2010-05-29
UPSes: defense against problems, or sources of them?
Here is something that we have been forced to think about lately: are UPSes really a good insurance policy against power problems, or are they instead an extra source of problems? In short, does using UPSes really increase your net reliability?
The problem with UPSes used by themselves is that they are another piece of machinery to fail (and they are a moderately complicated piece of machinery at that). And UPSes do fail; for example, we recently had an incident where a UPS reset itself out of the blue, briefly dropping power to everything connected to it (and it was not a power overload situation).
(Even when they don't fail outright, UPS batteries eventually age into uselessness and must be replaced, which generally requires you to take the UPS out of service.)
So the real question is what the MTBF of UPSes is compared to the mean time between power failures. For us, the mean time between power failures seems to be very large and visibly larger than the MTBF of our UPSes; since we put our current crop of UPSes into production we have had no power failures and at least one UPS failure. At the moment this appears to make UPSes a net negative, in that we are more likely to have power problems caused by UPSes than by actual power loss.
The way around this is to arrange for the UPS not to be a critical path component, so that if it fails things don't go down. However, this takes extra hardware for every machine; you need dual power supplies or the equivalent, so that you can have the machine still getting power even if the UPS fails. This is generally somewhat expensive.
(You can apparently get external power units that give you dual power sources, so that you can protect even 1U servers, basic switches, and other things that don't normally have an option for dual power supplies.)
When you want to spend extra money, you wind up asking yourself how much extra uptime your money is buying you. If power failures are extremely rare the answer may well be 'not much'. Certainly this issue has given us some things to think about.
(Paying extra for genuine UPS insurance, dual power supplies and all, may be worth it if it lets you run machines in otherwise unsafe configurations for extra performance, for example having disk write caches turned on. But this probably turns it into a question of how much the extra performance is worth to you, not how much the reliability is.)
Some comments on spam scoring and anti-spam tools in general
Here's something important if you're designing or considering a new anti-spam system (as we may be at some point). It may sound obvious, but I think it's not:
If you run an email system, part of your job is filtering spam for your users.

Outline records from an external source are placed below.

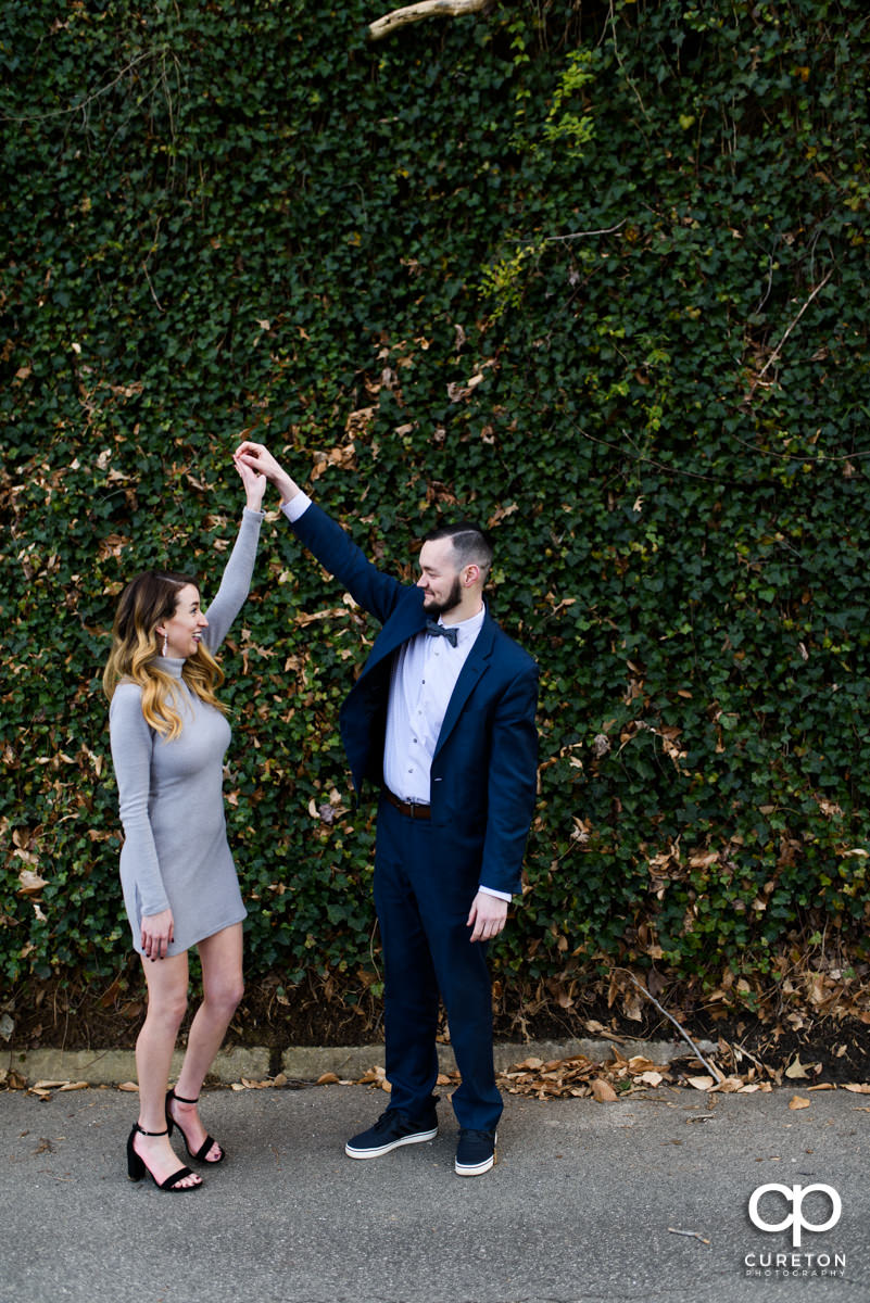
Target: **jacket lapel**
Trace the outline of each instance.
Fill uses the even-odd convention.
[[[426,614],[423,611],[423,593],[421,589],[412,589],[400,611],[396,611],[380,629],[371,652],[366,658],[359,678],[375,670],[382,661],[391,657],[396,648],[408,642],[415,633],[426,628]]]

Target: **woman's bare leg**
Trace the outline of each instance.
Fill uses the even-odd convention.
[[[148,986],[148,1009],[135,1042],[135,1068],[139,1078],[139,1126],[143,1131],[165,1131],[165,1095],[169,1067],[181,1019],[188,1007],[188,955],[142,960]],[[133,1148],[145,1160],[158,1184],[184,1164],[169,1144],[168,1136],[135,1136]],[[198,1186],[201,1177],[190,1175],[178,1186]]]
[[[242,925],[216,932],[199,942],[202,962],[202,1005],[190,1024],[188,1050],[176,1081],[176,1095],[184,1100],[198,1100],[202,1083],[220,1049],[229,1022],[242,998],[245,984],[242,979]],[[207,1131],[199,1121],[195,1104],[171,1104],[172,1117],[188,1136],[188,1143],[195,1153],[204,1143]],[[215,1144],[206,1154],[207,1161],[216,1162],[220,1145]]]

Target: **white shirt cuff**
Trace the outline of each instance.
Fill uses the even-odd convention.
[[[482,891],[483,895],[494,895],[496,898],[496,900],[512,900],[513,899],[509,891],[496,891],[494,887],[478,887],[478,891]]]
[[[310,506],[311,506],[311,499],[306,493],[302,493],[302,490],[300,490],[296,498],[290,498],[289,502],[281,503],[281,511],[284,512],[289,523],[293,525],[300,519],[300,516],[305,515],[305,512],[309,509]]]

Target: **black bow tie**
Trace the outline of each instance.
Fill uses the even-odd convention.
[[[438,623],[438,620],[426,620],[426,632],[434,633],[435,637],[439,638],[447,638],[452,648],[456,646],[458,629],[445,629],[443,624]]]

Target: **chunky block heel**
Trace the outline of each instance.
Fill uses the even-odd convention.
[[[178,1167],[178,1170],[173,1171],[172,1175],[167,1177],[165,1181],[158,1181],[158,1178],[154,1175],[154,1173],[148,1167],[148,1165],[145,1161],[145,1158],[142,1157],[142,1154],[137,1153],[135,1148],[133,1147],[133,1140],[135,1139],[137,1131],[138,1131],[138,1134],[141,1136],[168,1136],[169,1135],[169,1130],[168,1128],[165,1131],[143,1131],[138,1122],[133,1123],[133,1130],[130,1131],[129,1136],[126,1138],[126,1174],[130,1178],[130,1181],[142,1181],[142,1177],[145,1177],[145,1174],[147,1171],[148,1177],[151,1177],[151,1181],[158,1187],[158,1190],[169,1190],[175,1195],[186,1195],[189,1190],[199,1190],[202,1187],[202,1179],[199,1179],[199,1178],[197,1179],[197,1184],[195,1186],[180,1186],[178,1184],[178,1182],[184,1181],[185,1177],[193,1177],[193,1175],[195,1175],[195,1173],[193,1173],[190,1170],[190,1167]]]

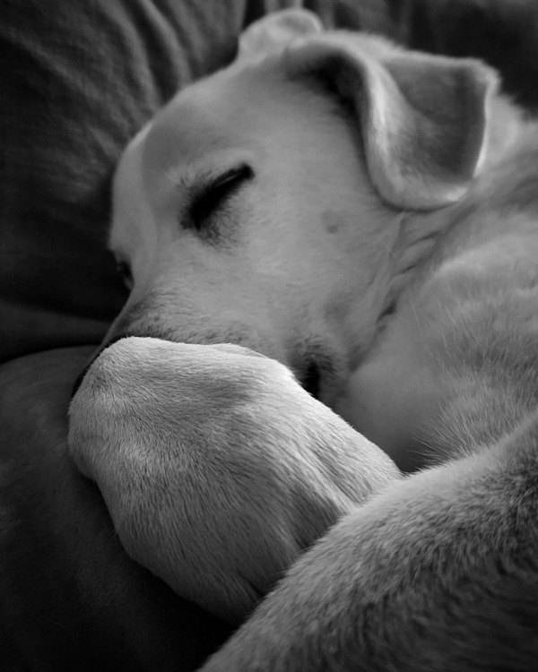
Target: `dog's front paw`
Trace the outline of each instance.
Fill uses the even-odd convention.
[[[129,554],[234,622],[398,478],[288,368],[235,346],[119,340],[74,398],[69,440]]]

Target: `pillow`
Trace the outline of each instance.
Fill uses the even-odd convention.
[[[136,131],[237,36],[293,0],[4,0],[0,361],[99,343],[126,299],[106,251],[110,177]],[[305,5],[383,30],[378,0]]]

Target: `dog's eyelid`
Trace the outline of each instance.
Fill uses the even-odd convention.
[[[198,231],[204,229],[211,215],[254,176],[253,168],[247,163],[241,163],[220,172],[217,176],[204,176],[199,178],[197,185],[193,190],[189,207],[190,228]]]
[[[131,264],[128,262],[126,262],[124,259],[116,257],[116,270],[121,276],[121,279],[126,285],[127,289],[132,289],[134,280],[133,272],[131,271]]]

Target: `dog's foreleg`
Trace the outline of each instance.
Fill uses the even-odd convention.
[[[310,549],[204,672],[536,669],[538,420]]]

It used to be that you could provide your users a collection of anti-spam options and tools and settings and so on, and consider your work done. Those days are over and gone. Much as with computer security, users have neither the expertise to make sensible decisions about this stuff nor any interest in acquiring it. Dumping a bunch of tools in their laps and running away is more or less the equivalent of doing no spam filtering whatsoever, and is about as unacceptable in practice to most people.
(So why did we get away doing just that for quite a while? I think it's a number of reasons; for a long time it wasn't a big problem, and for a fair while after that no one demonstrated to users that you could actually make the spam problem go away. Nowadays, lots of people have experience with places like GMail that have spam mostly fixed, so they know it can be done. And if GMail can do it, why should they settle for less elsewhere?)

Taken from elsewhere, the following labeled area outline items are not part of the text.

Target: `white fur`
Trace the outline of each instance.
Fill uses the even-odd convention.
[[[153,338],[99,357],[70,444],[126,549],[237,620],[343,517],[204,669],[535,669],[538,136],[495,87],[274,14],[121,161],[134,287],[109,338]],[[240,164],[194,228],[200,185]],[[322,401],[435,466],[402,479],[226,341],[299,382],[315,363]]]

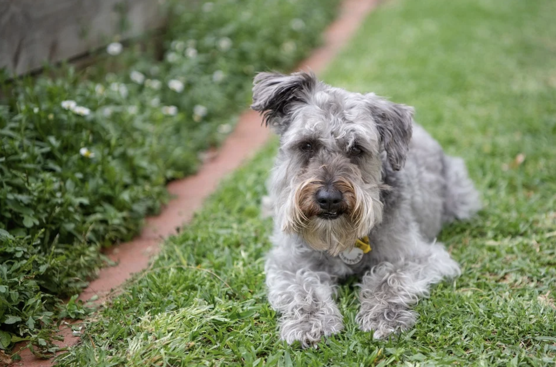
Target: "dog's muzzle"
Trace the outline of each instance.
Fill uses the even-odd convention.
[[[323,187],[315,194],[315,200],[322,212],[319,214],[325,219],[335,219],[344,213],[344,194],[339,190],[330,187]]]

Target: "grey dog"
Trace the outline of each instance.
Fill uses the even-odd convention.
[[[251,108],[280,137],[264,205],[274,220],[265,271],[281,338],[305,348],[340,331],[333,298],[351,275],[361,276],[361,329],[381,338],[413,326],[411,306],[429,285],[460,274],[435,236],[480,208],[463,160],[444,153],[412,108],[311,73],[258,74]]]

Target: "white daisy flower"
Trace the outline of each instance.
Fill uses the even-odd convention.
[[[125,84],[120,84],[118,87],[118,91],[120,92],[120,95],[121,95],[124,98],[127,97],[127,87]]]
[[[88,116],[91,114],[91,110],[87,107],[83,107],[83,106],[76,106],[73,107],[72,111],[74,113],[81,116]]]
[[[64,109],[72,110],[77,105],[77,103],[75,100],[68,99],[67,100],[62,100],[60,104]]]
[[[172,79],[168,82],[168,88],[174,92],[181,93],[183,91],[183,83],[176,79]]]
[[[162,108],[162,113],[170,116],[175,116],[177,114],[177,107],[175,105],[163,106]]]
[[[87,148],[83,147],[79,150],[79,154],[81,154],[86,158],[95,158],[95,153],[91,152]]]
[[[160,98],[155,97],[151,100],[151,105],[153,107],[158,107],[160,105]]]
[[[145,81],[145,85],[155,91],[158,91],[162,87],[162,82],[156,79],[147,79]]]
[[[187,47],[185,50],[185,56],[190,59],[197,57],[197,50],[193,47]]]
[[[226,74],[221,70],[217,70],[212,73],[212,81],[215,83],[220,83],[224,80],[224,78],[225,77]]]
[[[130,78],[137,84],[143,84],[145,81],[145,75],[135,70],[130,73]]]
[[[106,47],[106,52],[112,56],[119,55],[122,53],[123,46],[120,42],[112,42]]]
[[[182,41],[173,41],[170,44],[170,47],[178,52],[183,52],[185,49],[185,42]]]
[[[225,52],[232,48],[232,40],[228,37],[222,37],[218,40],[218,49],[223,52]]]

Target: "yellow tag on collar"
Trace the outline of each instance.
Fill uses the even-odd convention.
[[[355,247],[361,249],[364,254],[366,254],[370,251],[372,249],[371,245],[369,244],[369,237],[365,236],[355,240]]]

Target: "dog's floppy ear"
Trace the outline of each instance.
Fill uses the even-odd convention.
[[[380,141],[386,150],[388,162],[393,169],[399,170],[405,163],[409,149],[413,130],[413,108],[394,103],[374,93],[365,96],[369,100],[371,114],[380,134]]]
[[[263,115],[266,126],[270,124],[282,133],[289,125],[289,107],[292,102],[306,99],[316,83],[312,73],[259,73],[253,81],[251,108]]]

There are some immediate corollaries to this. One of them is what I
noted in passing recently: spam scoring is
effectively spam filtering. Users will directly take your spam score
and filter on it (and then judge you on how well it works), especially
if you explicitly mark things that have hit some threshold score (for
example, by changing the email's Subject:
). The same is true if you
provide a standard 'here is how to do filtering' configuration that
users can adopt and customize, because most users won't; whatever this
configuration is is effectively your spam filtering.
(And if it doesn't work or malfunctions, yes, you will be blamed.)

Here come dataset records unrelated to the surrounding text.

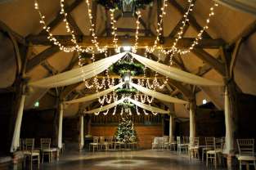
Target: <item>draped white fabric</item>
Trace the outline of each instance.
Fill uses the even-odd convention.
[[[137,54],[133,54],[131,52],[129,52],[129,54],[132,56],[139,62],[150,68],[150,69],[153,69],[172,79],[175,79],[179,82],[184,82],[189,84],[200,86],[223,86],[223,84],[221,83],[214,82],[205,78],[201,78],[200,76],[182,71],[179,69],[176,69],[174,67],[158,63],[155,60],[147,59]]]
[[[80,116],[80,135],[79,135],[79,150],[82,150],[84,145],[83,133],[83,115]]]
[[[156,98],[158,100],[166,101],[166,102],[172,102],[172,103],[178,103],[178,104],[187,104],[188,102],[181,99],[177,99],[175,97],[172,97],[170,96],[146,88],[142,86],[135,84],[133,83],[130,83],[132,87],[136,88],[137,90],[140,91],[141,92],[146,94],[148,96],[153,96],[154,98]]]
[[[60,105],[60,115],[59,115],[59,129],[58,129],[58,148],[62,148],[62,122],[63,122],[63,104]]]
[[[106,95],[113,91],[115,91],[115,89],[120,87],[121,86],[123,86],[124,83],[121,83],[118,85],[115,85],[109,89],[106,89],[105,91],[102,91],[102,92],[97,92],[97,93],[94,93],[92,95],[89,95],[89,96],[84,96],[84,97],[81,97],[81,98],[79,98],[79,99],[74,99],[74,100],[72,100],[72,101],[65,101],[65,104],[72,104],[72,103],[82,103],[82,102],[85,102],[85,101],[92,101],[94,99],[97,99],[100,96],[102,96],[104,95]]]
[[[81,68],[74,69],[72,70],[51,76],[49,78],[29,83],[29,86],[50,88],[67,86],[82,82],[83,79],[90,78],[106,70],[111,65],[124,56],[126,53],[127,52],[122,52],[117,55],[114,55]]]
[[[124,101],[124,99],[125,98],[120,99],[117,101],[115,101],[114,103],[111,103],[111,104],[109,104],[109,105],[104,105],[102,107],[99,107],[99,108],[97,108],[94,110],[91,110],[88,111],[84,111],[83,113],[84,114],[93,114],[93,113],[97,113],[97,112],[101,112],[101,111],[110,110],[110,109],[115,107],[115,105],[118,105],[119,103],[122,103]]]
[[[150,112],[155,112],[155,113],[159,113],[159,114],[169,114],[170,113],[169,110],[161,110],[159,108],[154,107],[154,106],[134,101],[133,99],[131,99],[131,98],[128,98],[128,99],[130,102],[133,103],[134,105]]]

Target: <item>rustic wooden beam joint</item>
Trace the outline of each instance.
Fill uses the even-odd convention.
[[[192,52],[204,62],[210,65],[216,71],[221,75],[226,75],[226,70],[224,64],[221,63],[218,60],[212,56],[203,49],[193,49]]]

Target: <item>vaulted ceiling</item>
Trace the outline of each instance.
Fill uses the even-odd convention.
[[[65,23],[60,17],[59,11],[60,2],[52,0],[39,0],[38,3],[43,15],[46,16],[47,24],[52,25],[52,34],[55,35],[67,35]],[[69,22],[75,29],[76,34],[87,36],[90,38],[90,25],[87,13],[87,6],[83,0],[67,0],[65,1],[66,11],[70,11],[68,16]],[[91,3],[92,4],[92,3]],[[167,38],[173,38],[177,32],[176,27],[187,7],[186,0],[168,1],[166,10],[166,16],[164,17],[164,36]],[[194,11],[190,15],[190,25],[187,27],[184,38],[195,38],[202,26],[205,25],[205,20],[208,17],[209,8],[213,5],[211,0],[197,0]],[[156,25],[158,20],[157,2],[154,2],[153,6],[149,6],[141,11],[141,20],[140,20],[140,36],[152,38],[154,39],[156,34]],[[93,16],[97,20],[96,32],[99,37],[109,37],[110,35],[110,14],[105,8],[100,5],[90,7],[92,9]],[[136,29],[135,17],[122,17],[120,12],[115,13],[117,20],[117,33],[119,36],[126,37],[134,36]],[[209,29],[205,34],[205,37],[213,39],[222,39],[227,45],[234,45],[240,38],[245,37],[241,43],[236,62],[234,67],[235,80],[240,90],[245,93],[256,95],[256,80],[254,74],[256,73],[256,34],[255,30],[256,17],[253,15],[245,13],[240,11],[228,8],[220,5],[215,11]],[[16,0],[7,3],[0,4],[0,20],[1,25],[5,25],[11,30],[22,38],[27,38],[30,40],[32,55],[28,56],[29,62],[27,65],[26,75],[31,80],[37,80],[52,74],[56,74],[74,67],[78,66],[78,54],[76,52],[65,53],[60,51],[58,48],[52,47],[51,43],[43,45],[38,43],[38,35],[45,36],[42,32],[39,25],[39,17],[34,8],[34,0]],[[1,37],[0,37],[1,38]],[[8,48],[4,47],[7,41],[0,42],[1,51],[10,54]],[[143,54],[143,49],[140,50]],[[140,52],[140,51],[139,51]],[[4,52],[3,52],[4,53]],[[7,55],[1,55],[1,57]],[[155,57],[159,56],[164,62],[166,56],[160,52],[155,52]],[[154,56],[152,58],[154,59]],[[222,81],[220,74],[221,69],[213,67],[212,62],[207,62],[205,56],[210,56],[217,60],[215,61],[222,62],[220,60],[219,48],[204,48],[197,50],[186,55],[176,58],[175,65],[193,74],[200,76]],[[101,58],[98,55],[98,59]],[[7,57],[8,58],[8,57]],[[0,58],[1,77],[2,75],[9,75],[4,82],[0,83],[1,87],[7,87],[14,81],[13,75],[16,73],[17,66],[15,65],[14,59]],[[12,61],[11,61],[12,60]],[[5,61],[6,60],[6,61]],[[8,62],[7,62],[8,61]],[[10,62],[9,62],[10,61]],[[4,65],[4,67],[2,66]],[[11,77],[12,76],[12,77]],[[10,83],[11,82],[11,83]],[[82,86],[82,87],[81,87]],[[168,93],[173,96],[183,94],[181,88],[190,88],[186,84],[170,82],[169,87],[165,87],[162,92]],[[73,87],[73,88],[71,88]],[[83,95],[82,91],[83,85],[74,86],[67,89],[69,92],[67,97],[78,97]],[[70,90],[71,89],[71,90]],[[69,91],[70,90],[70,91]],[[196,94],[197,105],[201,105],[203,99],[213,101],[215,105],[223,108],[223,91],[218,87],[200,87]],[[47,91],[44,89],[35,89],[33,95],[30,95],[26,101],[26,108],[30,108],[35,101],[45,96],[46,95],[56,95],[55,90]],[[69,96],[70,95],[70,96]],[[72,105],[72,109],[66,110],[66,114],[75,114],[79,110],[79,105]],[[179,117],[188,117],[184,105],[175,105],[175,112]]]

The usual answer to this is that you won't work out a score (with its possibly charged politics and potential constant demands for tuning), whatever software you're using will just tag messages with various characteristics and leave it to users to decide which ones are bad enough to filter on. This doesn't work, because at best you're back to dumping a bunch of tools in peoples' laps and running away. (At worst they will seize on some obvious bit of the tagging, decide to filter on it, and then blame you when things explode.)
PS: regardless of who is really at 'fault', users feeling that they are getting a terrible, unusable email system is never a good thing. You want to avoid it if at all possible, and remember that the hard problems are the social ones. This applies at multiple levels here.